A week after Palo Alto firefighters lost their long-held right to take labor disputes to arbitration, they suffered another defeat when a state labor-relations board threw out their legal complaint against the city.
The state Public Employment Relations Board (PERB) on Tuesday (Nov. 15) dismissed the "unfair labor practice" charge the firefighters union filed against the city before last week's vote on Measure D, which scrapped binding arbitration from the City Charter (View ruling). The 1977 provision had empowered a three-member arbitration panel to settle disputes between the city and its public-safety unions. The measure passed overwhelmingly, with about two-thirds of the voters supporting it.
The decision by Chief Administrative Law Judge Shawn P. Cloughesy to dismiss the union's complaint cements the repeal of binding arbitration. Had the union prevailed, it would have requested that PERB issue an injunction for approval by Superior Court, an injunction that could have invalidated Measure D and restored binding arbitration.

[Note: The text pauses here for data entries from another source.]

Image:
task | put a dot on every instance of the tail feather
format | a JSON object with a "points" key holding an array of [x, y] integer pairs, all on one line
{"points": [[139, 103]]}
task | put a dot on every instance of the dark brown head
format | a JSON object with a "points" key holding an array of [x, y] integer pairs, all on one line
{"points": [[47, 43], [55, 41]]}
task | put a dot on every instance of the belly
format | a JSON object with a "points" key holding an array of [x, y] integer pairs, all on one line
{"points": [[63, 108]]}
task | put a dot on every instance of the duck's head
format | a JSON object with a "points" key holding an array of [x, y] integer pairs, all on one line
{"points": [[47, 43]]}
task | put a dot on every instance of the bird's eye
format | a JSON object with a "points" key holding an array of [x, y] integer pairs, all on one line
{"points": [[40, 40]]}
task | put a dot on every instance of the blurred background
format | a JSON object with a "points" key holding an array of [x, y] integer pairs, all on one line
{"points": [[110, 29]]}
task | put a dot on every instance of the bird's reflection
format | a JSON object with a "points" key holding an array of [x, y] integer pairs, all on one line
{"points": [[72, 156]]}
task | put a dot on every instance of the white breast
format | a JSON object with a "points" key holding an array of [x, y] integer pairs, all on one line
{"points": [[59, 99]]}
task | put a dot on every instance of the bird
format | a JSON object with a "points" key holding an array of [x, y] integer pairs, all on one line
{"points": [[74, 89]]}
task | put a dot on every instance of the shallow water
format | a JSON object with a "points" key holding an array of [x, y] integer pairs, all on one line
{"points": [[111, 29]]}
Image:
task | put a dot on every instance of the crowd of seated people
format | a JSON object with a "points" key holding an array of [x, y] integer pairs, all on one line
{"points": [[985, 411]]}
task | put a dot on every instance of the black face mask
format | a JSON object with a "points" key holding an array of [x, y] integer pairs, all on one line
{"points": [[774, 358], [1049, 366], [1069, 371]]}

In its complaint, the International Association of Firefighters, Local 1319, maintained that the City Council had failed to negotiate in good faith with the city's public-safety unions before voting 5-4 to place the issue on the November ballot. The union had claimed that the city did not fulfill its obligation to "meet and confer" with the unions before bringing Measure D to the voters. The city had maintained that binding arbitration is not a subject that requires its negotiations to meet and confer with union representatives.
In his ruling, Cloughesy concluded that the fire union failed to demonstrate that it ever requested to consult in good faith with the city. The closest it came to such a request, he wrote, was a July 18 meeting of the City Council at which Tony Spitaleri, the union's president, requested that the council adhere to state labor law. This, Cloughesy ruled, did not constitute a demand to bargain. The council voted 5-4 later in the meeting to place the repeal of binding arbitration on the ballot.
Cloughesy also found that Spitaleri's request came a little too late.
"Not until the last minute, during the Council meeting as the Council was preparing to vote on the proposed amendment did Spitaleri request that the City adhere to Government Codes," Cloughesy wrote. "Such a last minute request is tantamount to a waiver by inaction to consult in good faith with the agency and, as such, it is not found that the City adopted a motion to submit to the voters a ballot measure which would completely repeal Article V without fulfilling its obligation to consult in good faith with Local 1319 and this allegation is dismissed."
The Tuesday ruling represents the latest in a series of defeats for the union, which was engaged in a 16-month standoff with the city before the two sides reached a three-year agreement in September. The new agreement created a less lucrative pension formula for newly hired firefighters, requires new employee contributions for medical care and abolishes the long-standing "minimum staffing" provision, which required at least 29 firefighters to be on duty at all times.